An analysis of the briefing and oral argument regarding the viability of the mandamus claim in the record before us does not demonstrate a lack of good faith on the part of Gateway or its counsel. The claim for mandamus was presented to the trial court with a “good faith argument for the extension ․ of existing law”—based on cases such as Disser and City of Lauderdale Lakes v. Corn, 427 So.2d 239 (Fla. 4th DCA 1983), and particularly given the shortcomings of certiorari relief—and “with a reasonable expectation of success.”4 That Gateway's argument did not succeed does not of itself demonstrate the level of frivolousness or lack of good faith demanded by section 57.105.
Such an order must also make written findings “as to whether the action was completely lacking in any justiciable issue of law or fact.” Avis Rent A Car Systems, Inc. v. Newman, 641 So.2d 915, 915 (Fla. 3d DCA 1994). This the orders before us did not do. Simply conditioning sanctions on the success or failure of an appeal from the order of dismissal is insufficient to support the orders in the present case.
The orders under review are reversed and remanded, with directions to the trial court to vacate the orders awarding sanctions against Gateway and its counsel.
1. The first order, entered November 24, 2014, reserved ruling but determined that the Village's motion for sanctions would be decided based on the results of an appeal to this Court of the trial court's dismissal order. Following this Court's affirmance of the dismissal order, Key Biscayne Gateway Partners, Ltd. v. Village of Key Biscayne, 172 So.3d 499 (Fla. 3d DCA 2015), the trial court entered orders on entitlement to sanctions (February 4, 2016) and amounts payable (February 23, 2017). Gateway and its counsel appealed all three orders.

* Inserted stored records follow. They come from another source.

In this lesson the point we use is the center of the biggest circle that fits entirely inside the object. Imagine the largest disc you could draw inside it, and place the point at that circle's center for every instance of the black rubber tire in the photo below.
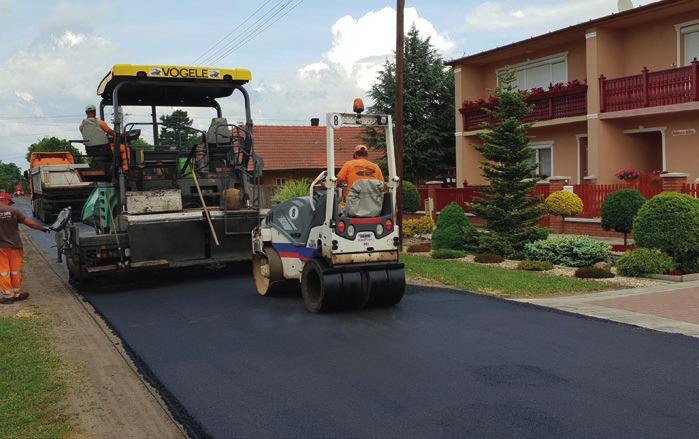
(386, 287)
(315, 286)
(355, 290)
(396, 287)
(275, 283)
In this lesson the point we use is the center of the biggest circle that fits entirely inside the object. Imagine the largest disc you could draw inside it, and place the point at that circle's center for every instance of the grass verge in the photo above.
(32, 390)
(494, 280)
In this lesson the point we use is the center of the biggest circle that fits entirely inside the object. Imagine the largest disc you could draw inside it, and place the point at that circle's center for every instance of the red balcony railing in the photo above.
(546, 105)
(650, 89)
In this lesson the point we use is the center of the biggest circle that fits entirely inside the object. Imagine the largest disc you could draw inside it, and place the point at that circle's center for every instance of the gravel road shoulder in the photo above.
(107, 397)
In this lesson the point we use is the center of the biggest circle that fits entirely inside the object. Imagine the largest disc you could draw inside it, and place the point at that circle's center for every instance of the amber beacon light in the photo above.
(358, 106)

2. Gateway had filed a petition for mandamus before the February 2014 hearing on other grounds, and the Village had moved for dismissal. After the site plan hearing and conditional approval, Gateway amended its petition.
3. In Disser, the plaintiffs sought mandamus to compel the City of Tampa to issue a special use permit for an alcoholic beverages classification. They also sought certiorari, as well as declaratory and monetary relief. The court held that mandamus would be a proper form of relief, save for the plaintiffs' inability to allege an essential fact regarding the public hearings. Although decisions of federal district courts are not binding upon a state court, they are “persuasive if well reasoned.” State v. Dwyer, 332 So.2d 333, 335 (Fla. 1976).
4. § 57.105(3)(a), Fla. Stat. (2016).